Why can at most two elements appear more than n/3 times?
This follows from the pigeonhole principle. If three or more distinct elements each appeared more than n/3 times, their combined count would exceed 3 times n/3, which equals n. Since the array only has n elements, that is impossible. Therefore at most two elements can satisfy the n/3 threshold.
What is the time complexity of the Boyer-Moore approach for this problem?
The time complexity is O(n). The algorithm makes two linear passes through the array. The first pass identifies up to two candidates in O(n). The second pass counts their actual occurrences in O(n). Together that is 2n operations, which simplifies to O(n).
What is the space complexity of the Boyer-Moore approach?
The space complexity is O(1). The algorithm uses a fixed number of variables (two candidates and two counters) regardless of the input size. No hash maps, auxiliary arrays, or other data structures that grow with input size are needed.

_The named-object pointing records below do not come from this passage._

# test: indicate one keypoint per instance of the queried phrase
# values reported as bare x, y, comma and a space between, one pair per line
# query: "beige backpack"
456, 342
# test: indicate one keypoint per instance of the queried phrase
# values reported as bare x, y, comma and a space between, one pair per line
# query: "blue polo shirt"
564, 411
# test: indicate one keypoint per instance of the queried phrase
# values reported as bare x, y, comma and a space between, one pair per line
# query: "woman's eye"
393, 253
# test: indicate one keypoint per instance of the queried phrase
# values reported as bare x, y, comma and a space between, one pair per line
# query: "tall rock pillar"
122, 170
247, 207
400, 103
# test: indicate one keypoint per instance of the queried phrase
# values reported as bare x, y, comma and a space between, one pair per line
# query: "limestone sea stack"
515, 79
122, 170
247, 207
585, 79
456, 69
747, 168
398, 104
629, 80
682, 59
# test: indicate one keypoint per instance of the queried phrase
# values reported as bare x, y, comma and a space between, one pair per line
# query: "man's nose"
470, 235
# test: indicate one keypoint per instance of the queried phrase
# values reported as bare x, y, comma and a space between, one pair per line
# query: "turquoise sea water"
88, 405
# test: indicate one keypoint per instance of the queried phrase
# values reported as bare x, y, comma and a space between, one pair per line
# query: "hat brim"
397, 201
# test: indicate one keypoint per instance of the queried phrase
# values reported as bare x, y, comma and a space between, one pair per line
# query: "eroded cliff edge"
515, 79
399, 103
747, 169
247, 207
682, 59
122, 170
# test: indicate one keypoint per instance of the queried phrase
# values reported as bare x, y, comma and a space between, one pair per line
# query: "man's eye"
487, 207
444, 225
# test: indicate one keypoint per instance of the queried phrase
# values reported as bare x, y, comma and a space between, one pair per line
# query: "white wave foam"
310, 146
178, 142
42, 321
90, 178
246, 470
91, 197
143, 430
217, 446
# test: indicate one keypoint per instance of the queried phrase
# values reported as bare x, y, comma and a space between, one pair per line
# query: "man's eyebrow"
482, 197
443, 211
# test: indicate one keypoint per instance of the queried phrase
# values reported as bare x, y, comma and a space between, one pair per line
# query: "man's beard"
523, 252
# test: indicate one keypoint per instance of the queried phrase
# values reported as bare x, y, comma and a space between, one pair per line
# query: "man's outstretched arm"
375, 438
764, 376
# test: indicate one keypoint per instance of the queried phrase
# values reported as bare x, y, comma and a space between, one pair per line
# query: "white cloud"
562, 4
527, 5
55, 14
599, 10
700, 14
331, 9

Why does the Boyer-Moore algorithm need a second verification pass?
The first pass only identifies candidates that might appear more than n/3 times. It does not guarantee they actually do. For example, in [1, 2, 3, 4, 5], the first pass produces candidates but neither appears more than n/3 times. The second pass counts actual occurrences to filter out false positives.
How does the cancellation mechanism work in the extended Boyer-Moore algorithm?
When the current element does not match either candidate and both counters are non-zero, the algorithm decrements both counters by one. This effectively cancels out one occurrence of three different elements. Elements appearing more than n/3 times survive this cancellation because they have enough count to outlast the others.
Can this problem be solved with a hash map instead?
Yes. Count the frequency of each element using a hash map, then return elements whose count exceeds n/3. This runs in O(n) time but uses O(n) space for the hash map. The Boyer-Moore approach achieves the same O(n) time with O(1) space, which is why interviewers typically ask for it as a follow-up.
How would you generalize this algorithm for n/k threshold?
For a threshold of n/k, maintain k-1 candidates and k-1 counters. At most k-1 elements can exceed n/k occurrences. The first pass finds candidates by decrementing all k-1 counters when a non-matching element appears. The second pass verifies actual counts. Time remains O(n) and space is O(k), which is O(1) for fixed k.
What companies commonly ask the Majority Element II problem?
As of 2026, Adobe asks this problem most frequently, followed by Google, Atlassian, Apple, Yahoo, and Amazon. Microsoft, Meta, Bloomberg, Uber, and Salesforce have also featured it. The problem tests understanding of voting algorithms and space optimization, which are relevant to distributed systems and stream processing.
What is the best approach for solving this in a coding interview?
Start by clarifying the threshold (more than n/3, not n/3 or more). Mention the pigeonhole observation that at most two elements qualify. Present the hash map solution as a baseline, then optimize to Boyer-Moore for O(1) space. Walk through a small example showing both passes. Test with edge cases: single element, two distinct elements, and arrays where no element exceeds the threshold.